Samstag, 12. März, Fukushima. Während Erdbeben und Tsunami ganz Japan in Schockstarre versetzt haben, spitzt sich am Morgen in den Reaktoren 1 bis 3 des Kraftwerks Fukushima Daiichi die Lage immer weiter zu. Noch immer ist es nicht gelungen, die mobilen Generatoren anzuschließen und das Notkühlsystem wieder in Gang zu bringen. Die Bezirksregierung ordnet gegen sechs Uhr morgens sicherheitshalber die Evakuierung der im Umkreis von zwei Kilometern um das Atomkraftwerk lebenden Bürger an.
In Tokio gibt Staatssekretär Yukio Edano später am Morgen eine Pressekonferenz, in der er zwar betont, dass es keine Hinweise auf austretende Radioaktivität gibt. Gleichzeitig aber erweitert er die Evakuierung auf drei Kilometer Umkreis und weist alle Einwohner der zehn-Kilometer-Zone an, sich bereit zu halten. In den Reaktorblöcken 1 bis 3 geht der Kampf um die ausgefallene Kühlung weiter, im Block 2 läuft die Notkühlung inzwischen zumindest zeitweilig. Mittlerweile ist in allen drei Reaktoren der Wasserstand im Druckbehälter gefährlich abgesunken, die Temperaturen steigen. Die Spitzen der Brennstäbe liegen teilweise frei. Wie weit, weiß allerdings niemand so genau, da die Sensoren teilweise widersprüchliche Werte liefern.

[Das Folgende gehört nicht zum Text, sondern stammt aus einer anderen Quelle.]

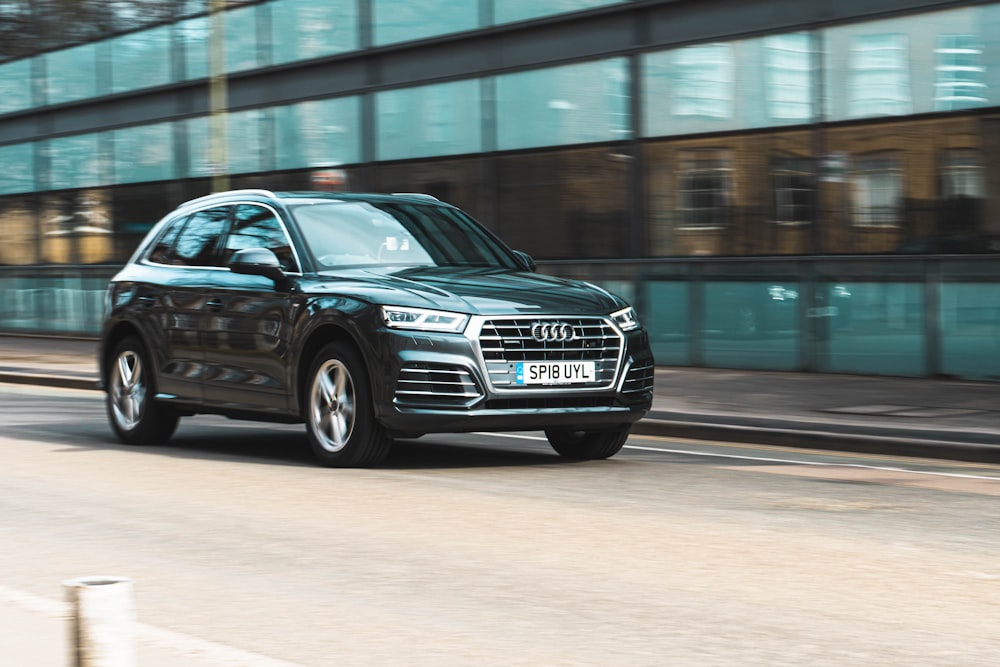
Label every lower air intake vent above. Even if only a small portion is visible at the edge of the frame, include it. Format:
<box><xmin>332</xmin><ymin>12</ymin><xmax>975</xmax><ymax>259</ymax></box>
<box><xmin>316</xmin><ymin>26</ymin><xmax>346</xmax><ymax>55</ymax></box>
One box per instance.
<box><xmin>395</xmin><ymin>364</ymin><xmax>483</xmax><ymax>408</ymax></box>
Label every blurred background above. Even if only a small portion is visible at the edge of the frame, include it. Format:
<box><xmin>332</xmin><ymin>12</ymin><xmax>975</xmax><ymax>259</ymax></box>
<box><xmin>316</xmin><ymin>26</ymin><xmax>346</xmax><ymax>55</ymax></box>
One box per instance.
<box><xmin>0</xmin><ymin>0</ymin><xmax>1000</xmax><ymax>381</ymax></box>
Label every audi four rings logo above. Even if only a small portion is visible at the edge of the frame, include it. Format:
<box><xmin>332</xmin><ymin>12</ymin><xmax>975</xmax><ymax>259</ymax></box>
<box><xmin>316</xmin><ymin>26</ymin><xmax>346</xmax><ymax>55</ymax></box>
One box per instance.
<box><xmin>531</xmin><ymin>322</ymin><xmax>576</xmax><ymax>343</ymax></box>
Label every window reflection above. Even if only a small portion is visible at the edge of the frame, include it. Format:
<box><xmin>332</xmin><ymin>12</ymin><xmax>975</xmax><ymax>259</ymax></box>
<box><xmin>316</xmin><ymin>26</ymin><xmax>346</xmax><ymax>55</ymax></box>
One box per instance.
<box><xmin>677</xmin><ymin>150</ymin><xmax>733</xmax><ymax>229</ymax></box>
<box><xmin>764</xmin><ymin>32</ymin><xmax>813</xmax><ymax>122</ymax></box>
<box><xmin>674</xmin><ymin>44</ymin><xmax>735</xmax><ymax>119</ymax></box>
<box><xmin>375</xmin><ymin>80</ymin><xmax>482</xmax><ymax>160</ymax></box>
<box><xmin>847</xmin><ymin>33</ymin><xmax>912</xmax><ymax>117</ymax></box>
<box><xmin>934</xmin><ymin>35</ymin><xmax>988</xmax><ymax>111</ymax></box>
<box><xmin>851</xmin><ymin>153</ymin><xmax>903</xmax><ymax>226</ymax></box>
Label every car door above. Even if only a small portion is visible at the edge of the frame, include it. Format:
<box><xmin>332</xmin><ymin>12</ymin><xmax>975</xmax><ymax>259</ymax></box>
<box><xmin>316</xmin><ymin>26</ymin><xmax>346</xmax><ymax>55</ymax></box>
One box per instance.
<box><xmin>134</xmin><ymin>209</ymin><xmax>228</xmax><ymax>403</ymax></box>
<box><xmin>202</xmin><ymin>203</ymin><xmax>299</xmax><ymax>413</ymax></box>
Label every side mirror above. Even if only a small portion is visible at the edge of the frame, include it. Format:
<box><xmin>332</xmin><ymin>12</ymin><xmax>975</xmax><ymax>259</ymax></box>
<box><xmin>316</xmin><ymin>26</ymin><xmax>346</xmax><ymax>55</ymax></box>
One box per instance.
<box><xmin>514</xmin><ymin>250</ymin><xmax>538</xmax><ymax>273</ymax></box>
<box><xmin>229</xmin><ymin>248</ymin><xmax>288</xmax><ymax>289</ymax></box>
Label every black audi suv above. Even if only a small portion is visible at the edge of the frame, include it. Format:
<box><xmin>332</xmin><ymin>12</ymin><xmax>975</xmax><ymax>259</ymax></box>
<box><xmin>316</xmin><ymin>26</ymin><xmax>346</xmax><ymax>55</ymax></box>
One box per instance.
<box><xmin>99</xmin><ymin>190</ymin><xmax>654</xmax><ymax>467</ymax></box>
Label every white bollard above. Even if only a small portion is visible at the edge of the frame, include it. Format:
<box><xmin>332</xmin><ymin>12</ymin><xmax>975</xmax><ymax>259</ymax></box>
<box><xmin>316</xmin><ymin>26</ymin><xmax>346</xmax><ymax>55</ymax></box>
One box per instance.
<box><xmin>63</xmin><ymin>577</ymin><xmax>136</xmax><ymax>667</ymax></box>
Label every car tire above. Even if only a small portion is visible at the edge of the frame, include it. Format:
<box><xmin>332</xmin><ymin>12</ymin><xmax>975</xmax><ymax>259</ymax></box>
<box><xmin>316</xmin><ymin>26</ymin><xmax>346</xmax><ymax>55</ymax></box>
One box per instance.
<box><xmin>105</xmin><ymin>336</ymin><xmax>179</xmax><ymax>445</ymax></box>
<box><xmin>545</xmin><ymin>426</ymin><xmax>631</xmax><ymax>461</ymax></box>
<box><xmin>304</xmin><ymin>342</ymin><xmax>392</xmax><ymax>468</ymax></box>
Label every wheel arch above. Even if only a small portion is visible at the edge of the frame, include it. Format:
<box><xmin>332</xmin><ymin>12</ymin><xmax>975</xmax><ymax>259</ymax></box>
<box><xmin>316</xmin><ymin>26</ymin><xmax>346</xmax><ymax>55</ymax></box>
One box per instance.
<box><xmin>292</xmin><ymin>322</ymin><xmax>371</xmax><ymax>415</ymax></box>
<box><xmin>97</xmin><ymin>320</ymin><xmax>148</xmax><ymax>387</ymax></box>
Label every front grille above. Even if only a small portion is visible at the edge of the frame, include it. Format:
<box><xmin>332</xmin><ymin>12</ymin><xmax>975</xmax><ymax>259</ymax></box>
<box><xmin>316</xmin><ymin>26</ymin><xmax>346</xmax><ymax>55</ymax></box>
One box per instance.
<box><xmin>395</xmin><ymin>364</ymin><xmax>483</xmax><ymax>407</ymax></box>
<box><xmin>622</xmin><ymin>364</ymin><xmax>654</xmax><ymax>394</ymax></box>
<box><xmin>479</xmin><ymin>317</ymin><xmax>622</xmax><ymax>390</ymax></box>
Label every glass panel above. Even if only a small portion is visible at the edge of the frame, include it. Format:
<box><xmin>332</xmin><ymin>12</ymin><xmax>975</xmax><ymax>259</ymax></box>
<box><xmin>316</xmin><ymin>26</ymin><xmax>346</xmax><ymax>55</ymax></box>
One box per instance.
<box><xmin>0</xmin><ymin>197</ymin><xmax>38</xmax><ymax>264</ymax></box>
<box><xmin>375</xmin><ymin>80</ymin><xmax>482</xmax><ymax>160</ymax></box>
<box><xmin>226</xmin><ymin>6</ymin><xmax>266</xmax><ymax>72</ymax></box>
<box><xmin>186</xmin><ymin>109</ymin><xmax>270</xmax><ymax>176</ymax></box>
<box><xmin>642</xmin><ymin>32</ymin><xmax>814</xmax><ymax>136</ymax></box>
<box><xmin>823</xmin><ymin>4</ymin><xmax>1000</xmax><ymax>120</ymax></box>
<box><xmin>374</xmin><ymin>158</ymin><xmax>492</xmax><ymax>227</ymax></box>
<box><xmin>274</xmin><ymin>97</ymin><xmax>361</xmax><ymax>174</ymax></box>
<box><xmin>700</xmin><ymin>281</ymin><xmax>800</xmax><ymax>370</ymax></box>
<box><xmin>0</xmin><ymin>144</ymin><xmax>35</xmax><ymax>195</ymax></box>
<box><xmin>640</xmin><ymin>280</ymin><xmax>691</xmax><ymax>366</ymax></box>
<box><xmin>39</xmin><ymin>190</ymin><xmax>114</xmax><ymax>264</ymax></box>
<box><xmin>824</xmin><ymin>281</ymin><xmax>927</xmax><ymax>376</ymax></box>
<box><xmin>48</xmin><ymin>134</ymin><xmax>110</xmax><ymax>190</ymax></box>
<box><xmin>186</xmin><ymin>116</ymin><xmax>216</xmax><ymax>178</ymax></box>
<box><xmin>493</xmin><ymin>0</ymin><xmax>627</xmax><ymax>23</ymax></box>
<box><xmin>41</xmin><ymin>44</ymin><xmax>98</xmax><ymax>104</ymax></box>
<box><xmin>111</xmin><ymin>26</ymin><xmax>171</xmax><ymax>93</ymax></box>
<box><xmin>227</xmin><ymin>109</ymin><xmax>270</xmax><ymax>174</ymax></box>
<box><xmin>112</xmin><ymin>123</ymin><xmax>175</xmax><ymax>183</ymax></box>
<box><xmin>496</xmin><ymin>58</ymin><xmax>631</xmax><ymax>150</ymax></box>
<box><xmin>496</xmin><ymin>148</ymin><xmax>630</xmax><ymax>259</ymax></box>
<box><xmin>939</xmin><ymin>282</ymin><xmax>1000</xmax><ymax>380</ymax></box>
<box><xmin>177</xmin><ymin>16</ymin><xmax>211</xmax><ymax>79</ymax></box>
<box><xmin>271</xmin><ymin>0</ymin><xmax>359</xmax><ymax>63</ymax></box>
<box><xmin>372</xmin><ymin>0</ymin><xmax>479</xmax><ymax>46</ymax></box>
<box><xmin>0</xmin><ymin>58</ymin><xmax>31</xmax><ymax>114</ymax></box>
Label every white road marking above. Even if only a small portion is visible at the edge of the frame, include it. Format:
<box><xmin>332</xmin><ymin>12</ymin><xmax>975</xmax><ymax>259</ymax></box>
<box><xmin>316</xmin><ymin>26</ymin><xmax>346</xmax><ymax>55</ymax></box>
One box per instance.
<box><xmin>0</xmin><ymin>586</ymin><xmax>301</xmax><ymax>667</ymax></box>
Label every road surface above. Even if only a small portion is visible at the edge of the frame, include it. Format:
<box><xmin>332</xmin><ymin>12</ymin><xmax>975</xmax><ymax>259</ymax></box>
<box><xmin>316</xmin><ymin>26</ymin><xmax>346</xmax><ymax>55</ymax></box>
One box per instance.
<box><xmin>0</xmin><ymin>385</ymin><xmax>1000</xmax><ymax>667</ymax></box>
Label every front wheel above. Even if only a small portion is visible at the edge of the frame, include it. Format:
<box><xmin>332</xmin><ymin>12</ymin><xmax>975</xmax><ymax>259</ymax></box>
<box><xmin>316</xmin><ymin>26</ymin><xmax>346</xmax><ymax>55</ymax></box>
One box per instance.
<box><xmin>305</xmin><ymin>342</ymin><xmax>392</xmax><ymax>468</ymax></box>
<box><xmin>545</xmin><ymin>425</ymin><xmax>631</xmax><ymax>461</ymax></box>
<box><xmin>106</xmin><ymin>336</ymin><xmax>178</xmax><ymax>445</ymax></box>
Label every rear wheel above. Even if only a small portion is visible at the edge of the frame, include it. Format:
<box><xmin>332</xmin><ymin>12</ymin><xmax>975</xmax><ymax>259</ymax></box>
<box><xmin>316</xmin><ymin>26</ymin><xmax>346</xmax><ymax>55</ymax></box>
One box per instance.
<box><xmin>305</xmin><ymin>342</ymin><xmax>392</xmax><ymax>468</ymax></box>
<box><xmin>106</xmin><ymin>336</ymin><xmax>178</xmax><ymax>445</ymax></box>
<box><xmin>545</xmin><ymin>425</ymin><xmax>631</xmax><ymax>461</ymax></box>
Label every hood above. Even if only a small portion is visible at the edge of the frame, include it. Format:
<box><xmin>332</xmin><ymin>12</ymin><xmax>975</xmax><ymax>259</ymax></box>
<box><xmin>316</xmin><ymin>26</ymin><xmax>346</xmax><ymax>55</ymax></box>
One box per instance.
<box><xmin>306</xmin><ymin>267</ymin><xmax>627</xmax><ymax>315</ymax></box>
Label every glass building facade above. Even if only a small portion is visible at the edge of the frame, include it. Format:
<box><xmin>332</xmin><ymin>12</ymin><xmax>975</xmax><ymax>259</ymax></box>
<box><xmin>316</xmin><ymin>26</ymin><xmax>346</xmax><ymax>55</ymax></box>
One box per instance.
<box><xmin>0</xmin><ymin>0</ymin><xmax>1000</xmax><ymax>376</ymax></box>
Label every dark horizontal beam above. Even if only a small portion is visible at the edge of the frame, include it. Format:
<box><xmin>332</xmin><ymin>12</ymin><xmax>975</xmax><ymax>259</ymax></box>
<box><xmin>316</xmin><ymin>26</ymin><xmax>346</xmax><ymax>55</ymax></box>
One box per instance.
<box><xmin>0</xmin><ymin>0</ymin><xmax>980</xmax><ymax>145</ymax></box>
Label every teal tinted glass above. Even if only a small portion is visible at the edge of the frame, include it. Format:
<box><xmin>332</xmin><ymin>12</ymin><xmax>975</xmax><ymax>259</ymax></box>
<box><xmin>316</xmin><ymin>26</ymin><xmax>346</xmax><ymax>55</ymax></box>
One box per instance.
<box><xmin>939</xmin><ymin>282</ymin><xmax>1000</xmax><ymax>381</ymax></box>
<box><xmin>112</xmin><ymin>123</ymin><xmax>176</xmax><ymax>183</ymax></box>
<box><xmin>642</xmin><ymin>32</ymin><xmax>814</xmax><ymax>136</ymax></box>
<box><xmin>177</xmin><ymin>17</ymin><xmax>210</xmax><ymax>79</ymax></box>
<box><xmin>41</xmin><ymin>44</ymin><xmax>98</xmax><ymax>104</ymax></box>
<box><xmin>493</xmin><ymin>0</ymin><xmax>626</xmax><ymax>23</ymax></box>
<box><xmin>641</xmin><ymin>280</ymin><xmax>691</xmax><ymax>366</ymax></box>
<box><xmin>274</xmin><ymin>97</ymin><xmax>361</xmax><ymax>169</ymax></box>
<box><xmin>270</xmin><ymin>0</ymin><xmax>359</xmax><ymax>63</ymax></box>
<box><xmin>823</xmin><ymin>282</ymin><xmax>926</xmax><ymax>375</ymax></box>
<box><xmin>823</xmin><ymin>4</ymin><xmax>1000</xmax><ymax>120</ymax></box>
<box><xmin>0</xmin><ymin>58</ymin><xmax>32</xmax><ymax>113</ymax></box>
<box><xmin>48</xmin><ymin>134</ymin><xmax>109</xmax><ymax>190</ymax></box>
<box><xmin>0</xmin><ymin>144</ymin><xmax>35</xmax><ymax>195</ymax></box>
<box><xmin>496</xmin><ymin>58</ymin><xmax>631</xmax><ymax>150</ymax></box>
<box><xmin>225</xmin><ymin>6</ymin><xmax>267</xmax><ymax>72</ymax></box>
<box><xmin>372</xmin><ymin>0</ymin><xmax>479</xmax><ymax>46</ymax></box>
<box><xmin>375</xmin><ymin>80</ymin><xmax>482</xmax><ymax>160</ymax></box>
<box><xmin>701</xmin><ymin>281</ymin><xmax>800</xmax><ymax>370</ymax></box>
<box><xmin>110</xmin><ymin>26</ymin><xmax>171</xmax><ymax>93</ymax></box>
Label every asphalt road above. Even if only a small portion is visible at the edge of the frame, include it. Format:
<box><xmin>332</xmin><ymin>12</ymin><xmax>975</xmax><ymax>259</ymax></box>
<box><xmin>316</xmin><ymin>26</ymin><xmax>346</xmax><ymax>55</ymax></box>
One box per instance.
<box><xmin>0</xmin><ymin>385</ymin><xmax>1000</xmax><ymax>667</ymax></box>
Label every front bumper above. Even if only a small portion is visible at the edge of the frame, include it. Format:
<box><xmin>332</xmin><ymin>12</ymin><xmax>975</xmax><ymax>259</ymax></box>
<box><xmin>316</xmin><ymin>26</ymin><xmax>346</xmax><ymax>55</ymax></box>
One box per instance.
<box><xmin>372</xmin><ymin>322</ymin><xmax>654</xmax><ymax>433</ymax></box>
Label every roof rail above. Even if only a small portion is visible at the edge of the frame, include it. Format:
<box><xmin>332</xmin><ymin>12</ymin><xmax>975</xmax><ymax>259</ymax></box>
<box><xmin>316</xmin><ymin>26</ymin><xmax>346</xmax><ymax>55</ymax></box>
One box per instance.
<box><xmin>181</xmin><ymin>188</ymin><xmax>275</xmax><ymax>206</ymax></box>
<box><xmin>390</xmin><ymin>192</ymin><xmax>441</xmax><ymax>201</ymax></box>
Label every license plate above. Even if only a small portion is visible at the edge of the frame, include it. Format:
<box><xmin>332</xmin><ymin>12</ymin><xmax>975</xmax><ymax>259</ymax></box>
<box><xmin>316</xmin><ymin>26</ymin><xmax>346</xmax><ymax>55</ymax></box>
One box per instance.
<box><xmin>515</xmin><ymin>361</ymin><xmax>597</xmax><ymax>384</ymax></box>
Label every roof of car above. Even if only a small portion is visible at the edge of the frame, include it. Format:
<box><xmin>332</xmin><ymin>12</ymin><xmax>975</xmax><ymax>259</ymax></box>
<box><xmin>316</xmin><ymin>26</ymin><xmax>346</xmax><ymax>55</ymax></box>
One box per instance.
<box><xmin>178</xmin><ymin>189</ymin><xmax>443</xmax><ymax>208</ymax></box>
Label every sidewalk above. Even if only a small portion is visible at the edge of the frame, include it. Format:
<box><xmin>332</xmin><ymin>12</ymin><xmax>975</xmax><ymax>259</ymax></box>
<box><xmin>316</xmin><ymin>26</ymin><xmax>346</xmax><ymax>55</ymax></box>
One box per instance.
<box><xmin>0</xmin><ymin>335</ymin><xmax>1000</xmax><ymax>462</ymax></box>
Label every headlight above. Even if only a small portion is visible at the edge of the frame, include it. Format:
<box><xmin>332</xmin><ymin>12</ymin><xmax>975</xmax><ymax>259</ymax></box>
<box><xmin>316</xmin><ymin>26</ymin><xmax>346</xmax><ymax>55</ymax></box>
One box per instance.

„Venting“ gegen den Überdruck
15:36 Uhr Ortszeit, Atomkraftwerk Fukushima. Im Reaktorblock 1 droht eine Katastrophe: Das durch die enorme Hitze verdampfende Kühlwasser treibt den Druck im Reaktorgefäß rasant in die Höhe. Der Druckbehälter hält zwar selbst im Normalbetrieb mehr als vier Megapascal stand, doch das Gas im Inneren hat bereits den doppelten Druck erreicht und droht, die Belastungsgrenze zu übertreffen. Den Kraftwerksingenieuren bleibt nur eine Wahl: Sie müssen Druck ablassen – und damit heißen, radioaktiven Dampf direkt aus dem Reaktorkern.
Doch kaum hat das entlastende „Venting“ begonnen, kommt es zu einer heftigen Explosion: Die Druckwelle sprengt den gesamten oberen Teil des Reaktorgebäudes, das Dach fliegt ab, nur verbogene Stahlträger bleiben stehen. Die Rauchwolke der Explosion ist weithin zu sehen (youtube). Gleichzeitig steigt die Radioaktivität in unmittelbarer Nähe des Reaktors an, die Messgeräte registrieren radioaktives Iod und Cäsium.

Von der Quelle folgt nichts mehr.